Moreover, the expected value of a game is always negative for the player and positive for the casino house. The absolute values of the two are exactly the same.

Therefore, what the player loses equals what the house wins. If the expected value of a game for the player is 0, then the game is 'fair'. It has 'true odds' against the player.

But fair game would earn zero revenue for the casino, so the casino cannot afford to provide players with fair games.

If casino games were all fair, the casino would be out of business.

To earn revenue for the casino, games must be 'unfair', to the advantage of the house.

The 'unfairness' of casino games is well-known to players. The players, however, knowingly play the 'unfair' games.

Evidently, the expected value of a game does not explain why people gamble.

Early in the eighteenth century, the motivation of gambling puzzled many scholars who tried to use expected value to explain, but failed.

A typical example is the 'St. Petersburg Paradox', and experimental game first designed by mathematician Nikollaus Bernoulli of Switzerland in the eighteenth century.

Unlike today's casino games, the St. Petersburg experiment has odds to the advantage of the player or a positive expected game value for the player.

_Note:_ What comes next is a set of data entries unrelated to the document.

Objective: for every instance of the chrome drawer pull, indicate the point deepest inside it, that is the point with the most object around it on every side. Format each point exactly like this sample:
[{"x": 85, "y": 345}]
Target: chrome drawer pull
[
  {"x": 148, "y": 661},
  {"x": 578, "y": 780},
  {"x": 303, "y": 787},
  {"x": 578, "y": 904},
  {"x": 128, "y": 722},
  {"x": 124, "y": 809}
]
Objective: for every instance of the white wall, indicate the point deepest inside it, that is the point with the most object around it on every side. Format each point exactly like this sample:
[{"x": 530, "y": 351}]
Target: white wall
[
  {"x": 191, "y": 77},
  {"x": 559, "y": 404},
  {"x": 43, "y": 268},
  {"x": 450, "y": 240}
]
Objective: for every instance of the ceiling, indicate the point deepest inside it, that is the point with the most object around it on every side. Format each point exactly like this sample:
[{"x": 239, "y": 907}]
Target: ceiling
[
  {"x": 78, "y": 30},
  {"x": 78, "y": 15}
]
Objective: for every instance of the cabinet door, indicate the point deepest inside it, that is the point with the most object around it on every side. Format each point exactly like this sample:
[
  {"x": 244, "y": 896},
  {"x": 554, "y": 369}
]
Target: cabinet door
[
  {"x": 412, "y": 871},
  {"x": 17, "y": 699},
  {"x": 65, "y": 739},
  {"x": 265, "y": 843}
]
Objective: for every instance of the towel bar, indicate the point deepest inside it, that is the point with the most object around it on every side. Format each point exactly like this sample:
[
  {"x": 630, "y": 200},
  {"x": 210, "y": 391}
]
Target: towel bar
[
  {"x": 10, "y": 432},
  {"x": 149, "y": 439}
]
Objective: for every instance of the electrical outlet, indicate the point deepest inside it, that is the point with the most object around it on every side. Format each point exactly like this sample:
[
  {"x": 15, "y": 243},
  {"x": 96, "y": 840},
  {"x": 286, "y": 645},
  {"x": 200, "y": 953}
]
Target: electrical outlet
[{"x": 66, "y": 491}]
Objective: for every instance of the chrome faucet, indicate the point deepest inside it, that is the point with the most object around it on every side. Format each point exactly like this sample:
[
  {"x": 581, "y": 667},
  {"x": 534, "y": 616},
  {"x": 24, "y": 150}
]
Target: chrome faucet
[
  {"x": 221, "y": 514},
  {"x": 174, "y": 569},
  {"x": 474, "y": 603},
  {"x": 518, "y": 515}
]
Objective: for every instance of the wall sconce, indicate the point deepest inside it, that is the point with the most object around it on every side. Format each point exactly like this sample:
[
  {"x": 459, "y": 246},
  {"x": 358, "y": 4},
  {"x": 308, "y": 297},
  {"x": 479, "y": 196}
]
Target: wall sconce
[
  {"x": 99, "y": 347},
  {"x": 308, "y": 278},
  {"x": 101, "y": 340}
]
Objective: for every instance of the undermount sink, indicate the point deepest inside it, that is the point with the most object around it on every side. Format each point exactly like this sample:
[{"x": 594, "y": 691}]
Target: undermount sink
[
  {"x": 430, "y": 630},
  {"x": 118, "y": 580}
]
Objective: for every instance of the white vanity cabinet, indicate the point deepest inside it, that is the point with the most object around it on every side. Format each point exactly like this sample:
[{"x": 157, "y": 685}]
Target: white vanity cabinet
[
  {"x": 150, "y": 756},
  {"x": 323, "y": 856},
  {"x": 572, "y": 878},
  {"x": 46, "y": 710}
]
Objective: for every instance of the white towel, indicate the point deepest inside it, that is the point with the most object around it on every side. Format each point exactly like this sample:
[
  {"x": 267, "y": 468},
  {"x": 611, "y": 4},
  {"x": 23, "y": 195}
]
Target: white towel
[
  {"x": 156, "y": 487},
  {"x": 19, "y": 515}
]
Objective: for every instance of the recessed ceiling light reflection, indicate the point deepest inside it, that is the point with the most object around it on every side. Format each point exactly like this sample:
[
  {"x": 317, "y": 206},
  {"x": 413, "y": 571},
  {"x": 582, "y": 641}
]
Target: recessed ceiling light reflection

To play the game, the player continues to toss the coin until the head side lands upward on the ground and the game is over.

The player is awarded one ducat (Swiss currency in the eighteenth century) if he or she has heads at the first toss, two ducats if heads appear at the second toss, four if at the third, eight at the fourth, and so forth.

Each additional toss will double the amount of the prize. To maximize the prize, the player wants to see heads appear as late as possible. The purpose of the experiment was to determine the fair price at which the player was willing to play the game.